Using SkyWalking, the author observed a steady increase in thread count without frequent GC activity, indicating that the threads were not being released. The thread dump revealed many threads named I/O dispatcher with identical stack traces, suggesting a common code path creating them.
Further inspection of the code uncovered a utility class HttpHelperAsyncClient that holds a CloseableHttpAsyncClient as a member variable. Each request creates a new client instance, but the client is closed via a static closeClient() method that operates on the shared member, leading to race conditions where one thread may close a client being used by another, causing leaked threads.
The author reproduced the issue by writing a simple infinite loop that repeatedly calls post("https://www.baidu.com", new Headers(), new HashMap<>(), 0) using the shared client, which only created a single main thread. Adding a multithreaded executor with many concurrent tasks caused the thread count to explode, confirming the leak.

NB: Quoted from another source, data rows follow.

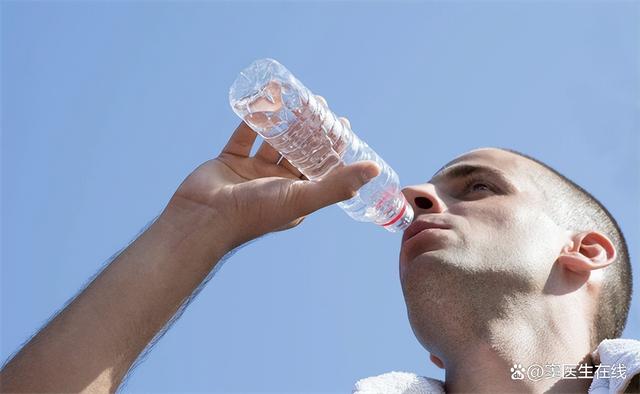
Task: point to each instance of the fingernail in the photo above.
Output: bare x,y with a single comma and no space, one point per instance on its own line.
370,173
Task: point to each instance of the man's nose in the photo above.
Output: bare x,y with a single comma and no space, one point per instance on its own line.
424,198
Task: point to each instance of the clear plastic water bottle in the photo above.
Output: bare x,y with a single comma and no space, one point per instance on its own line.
303,129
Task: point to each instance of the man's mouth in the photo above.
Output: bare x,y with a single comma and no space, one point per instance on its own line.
420,225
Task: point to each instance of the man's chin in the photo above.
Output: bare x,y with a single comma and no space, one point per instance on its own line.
422,263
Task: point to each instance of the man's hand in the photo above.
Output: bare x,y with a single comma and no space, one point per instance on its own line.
251,196
93,342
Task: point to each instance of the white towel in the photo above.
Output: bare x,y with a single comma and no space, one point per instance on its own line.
612,352
398,383
625,352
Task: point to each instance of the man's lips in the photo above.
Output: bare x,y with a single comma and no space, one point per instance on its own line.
419,225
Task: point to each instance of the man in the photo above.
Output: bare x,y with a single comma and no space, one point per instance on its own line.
506,262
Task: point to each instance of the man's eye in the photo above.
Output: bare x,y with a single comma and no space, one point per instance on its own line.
476,186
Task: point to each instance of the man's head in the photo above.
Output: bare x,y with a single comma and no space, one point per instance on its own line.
499,234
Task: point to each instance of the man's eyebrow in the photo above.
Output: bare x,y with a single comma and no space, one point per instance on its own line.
465,170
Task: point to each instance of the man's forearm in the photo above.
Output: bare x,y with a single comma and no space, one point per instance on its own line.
94,341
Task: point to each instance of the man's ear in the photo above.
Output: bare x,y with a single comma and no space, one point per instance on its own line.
436,360
587,251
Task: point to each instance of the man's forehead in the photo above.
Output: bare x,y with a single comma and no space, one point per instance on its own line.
507,162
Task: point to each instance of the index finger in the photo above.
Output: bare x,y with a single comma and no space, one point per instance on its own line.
241,141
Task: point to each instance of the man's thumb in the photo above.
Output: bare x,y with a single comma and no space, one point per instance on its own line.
340,184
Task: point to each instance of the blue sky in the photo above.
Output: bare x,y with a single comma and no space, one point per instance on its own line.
106,107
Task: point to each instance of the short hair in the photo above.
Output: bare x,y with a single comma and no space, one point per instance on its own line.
578,210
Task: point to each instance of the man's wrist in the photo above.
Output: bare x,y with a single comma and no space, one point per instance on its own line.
193,225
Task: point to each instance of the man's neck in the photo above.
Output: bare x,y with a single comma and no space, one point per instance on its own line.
531,335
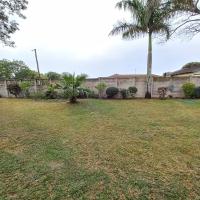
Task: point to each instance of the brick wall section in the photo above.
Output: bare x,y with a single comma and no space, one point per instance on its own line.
174,83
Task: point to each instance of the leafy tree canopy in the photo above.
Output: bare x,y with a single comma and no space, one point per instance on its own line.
53,76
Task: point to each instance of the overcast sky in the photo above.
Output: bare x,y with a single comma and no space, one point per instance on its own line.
72,36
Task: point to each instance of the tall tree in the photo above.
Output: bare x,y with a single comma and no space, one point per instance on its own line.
8,26
150,18
70,85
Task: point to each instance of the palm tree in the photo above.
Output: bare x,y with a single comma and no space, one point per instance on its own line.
149,17
70,85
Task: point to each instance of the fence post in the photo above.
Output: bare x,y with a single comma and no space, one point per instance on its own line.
35,85
6,88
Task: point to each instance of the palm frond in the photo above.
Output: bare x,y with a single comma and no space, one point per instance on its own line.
136,7
163,28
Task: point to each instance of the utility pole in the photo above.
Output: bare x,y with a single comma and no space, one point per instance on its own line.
36,58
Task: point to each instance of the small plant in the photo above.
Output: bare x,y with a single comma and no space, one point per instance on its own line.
112,91
188,89
51,93
38,95
197,92
70,85
14,89
83,93
124,93
101,87
25,86
162,91
132,91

To fix the problem, the author refactored the client creation to be a local variable within the execute() method, returning the client from an init() method and closing that local instance after use. This prevents the client object from escaping the method scope and eliminates the concurrency bug.
After deploying the changes, monitoring with SkyWalking showed the thread count stabilizing around 180 threads, a dramatic improvement over the previous growth to thousands of threads.
In summary, the article demonstrates a classic concurrency pitfall where shared resources (such as HTTP clients) are not safely managed, and it emphasizes the importance of keeping such resources as local variables to avoid thread leaks and improve application stability.